A CI failure playbook for a one-person Rails project

I’ve been treating CI on blog-manager like a personal automated nag: green check or fix it. That works fine right up until something breaks on main and I have to remember what my own rules are. So back in early May I sat down to write the rules out as docs/ci.md, a CI failure playbook for a project where I’m the entire team. This is a snapshot of that day; the playbook has grown since.

Three things had to be in there:

What CI actually runs.
What I do when it goes red.
What “merging is blocked” means without branch protection.

That third one was the surprise.

The plan, before I started

A Plane issue listed five decisions to capture: branch protection, flake policy, notifications, local repro, rollback rule. I assumed branch protection would be the easy one. Flip the toggle, require green CI on main, done. GitHub disagreed.

Upgrade to GitHub Pro or make this repository public to enable this feature.
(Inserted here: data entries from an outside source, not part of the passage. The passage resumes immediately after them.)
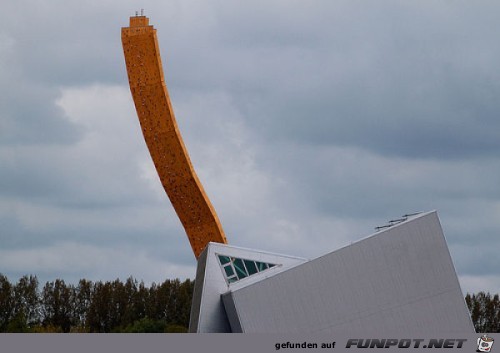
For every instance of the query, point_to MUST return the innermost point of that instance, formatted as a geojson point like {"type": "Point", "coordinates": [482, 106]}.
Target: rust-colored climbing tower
{"type": "Point", "coordinates": [164, 141]}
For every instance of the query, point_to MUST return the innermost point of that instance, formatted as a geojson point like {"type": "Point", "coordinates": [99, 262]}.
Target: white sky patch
{"type": "Point", "coordinates": [75, 261]}
{"type": "Point", "coordinates": [478, 283]}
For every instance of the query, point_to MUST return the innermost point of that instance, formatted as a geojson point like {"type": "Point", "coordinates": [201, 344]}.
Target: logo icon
{"type": "Point", "coordinates": [484, 343]}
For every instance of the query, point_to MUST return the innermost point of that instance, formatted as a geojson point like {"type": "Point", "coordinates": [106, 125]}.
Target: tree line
{"type": "Point", "coordinates": [132, 307]}
{"type": "Point", "coordinates": [484, 310]}
{"type": "Point", "coordinates": [111, 306]}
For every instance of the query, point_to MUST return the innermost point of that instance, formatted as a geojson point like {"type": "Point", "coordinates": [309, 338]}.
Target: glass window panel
{"type": "Point", "coordinates": [260, 266]}
{"type": "Point", "coordinates": [251, 267]}
{"type": "Point", "coordinates": [229, 270]}
{"type": "Point", "coordinates": [240, 269]}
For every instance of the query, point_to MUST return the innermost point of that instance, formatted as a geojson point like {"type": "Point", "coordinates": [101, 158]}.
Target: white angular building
{"type": "Point", "coordinates": [400, 279]}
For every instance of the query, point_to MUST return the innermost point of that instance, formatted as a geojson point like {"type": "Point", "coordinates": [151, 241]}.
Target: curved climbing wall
{"type": "Point", "coordinates": [163, 138]}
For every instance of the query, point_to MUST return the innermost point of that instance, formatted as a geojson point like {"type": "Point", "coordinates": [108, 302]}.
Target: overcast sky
{"type": "Point", "coordinates": [309, 123]}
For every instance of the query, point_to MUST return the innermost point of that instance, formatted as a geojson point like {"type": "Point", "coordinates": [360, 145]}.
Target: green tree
{"type": "Point", "coordinates": [57, 305]}
{"type": "Point", "coordinates": [6, 302]}
{"type": "Point", "coordinates": [27, 301]}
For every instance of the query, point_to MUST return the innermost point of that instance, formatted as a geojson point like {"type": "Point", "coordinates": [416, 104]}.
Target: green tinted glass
{"type": "Point", "coordinates": [251, 267]}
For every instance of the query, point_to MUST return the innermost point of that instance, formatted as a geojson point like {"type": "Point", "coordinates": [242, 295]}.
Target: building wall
{"type": "Point", "coordinates": [401, 279]}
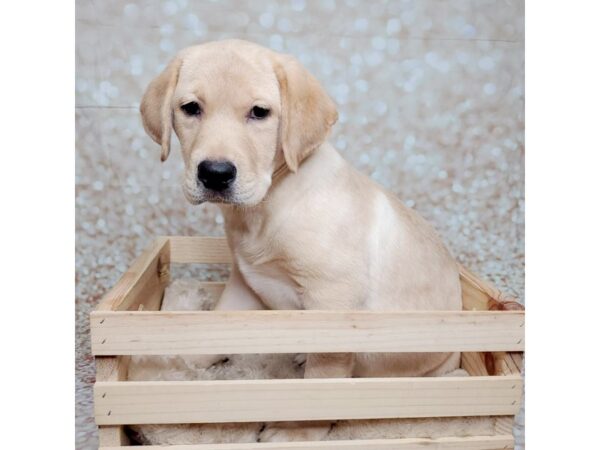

GitHub doesn’t enforce required status checks on private repos under personal accounts unless you pay for Pro. The repo is private (it has a Gitea registry password and a few API tokens in seeded fixtures), and I’m not flipping it public for a $4/month feature. So branch protection went into the playbook as deferred, with rationale:

Branch protection status: deferred. GitHub Pro is required to enforce required status checks on private repos under a personal account. The cost isn’t justified for a solo-dev project. Revisit if the repo moves to a GitHub org or goes public.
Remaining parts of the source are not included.